Birds of America, a 1917 guide, describes the habits of the snowy this way:

“(The diurnal habit of the owl) has been discovered too late by many a Crow engaged with his brethren in the pleasing diversion of mobbing the big white specter sitting on a limb motionless, and presumably blind, because obviously an Owl. For, let one of the black tormentors come near enough and the ghost suddenly launches out on strong, silent wings, the great talons strike and close, and there is a Crow who would have been wiser but for the circumstance that he is very dead.”
– George Gladden

I spent hours watching the snowy, often sharing my binoculars with dozens of people who had come to the area either by coincidence or design. Each time I passed them the binoculars, the story was the same: “Oh my GOD! He’s MAGNIFICENT!” Yes, yes he is.

Eventually the cold and wind drove me back to the van. Today was the first day of a new year, and it had begun with not one, not two, but three never before seen creatures for my bird list. Whatever other visitors the year brings, those three firsts on the first will be enough to keep me warm for a long time.

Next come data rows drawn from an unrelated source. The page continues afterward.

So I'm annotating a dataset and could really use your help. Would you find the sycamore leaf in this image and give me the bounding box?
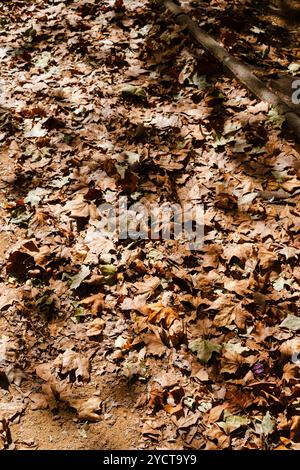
[223,341,249,355]
[266,108,285,128]
[50,176,70,188]
[262,411,275,435]
[211,133,235,148]
[280,314,300,331]
[24,187,48,206]
[70,266,90,289]
[141,301,178,328]
[218,411,249,434]
[188,339,221,364]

Note: Facebook has a new page called Project SNOWstorm with information about the snowy, as well as about the group’s goal of extending research about these animals while they are local. Also, the newly formed Rhode Island Birders has a great FB page for the latest sightings of all types of birds.

2 Comments

  • Nice read Hugh, i love you’re blog.

    • Thanks, Paul! I have a lot of fun doing it!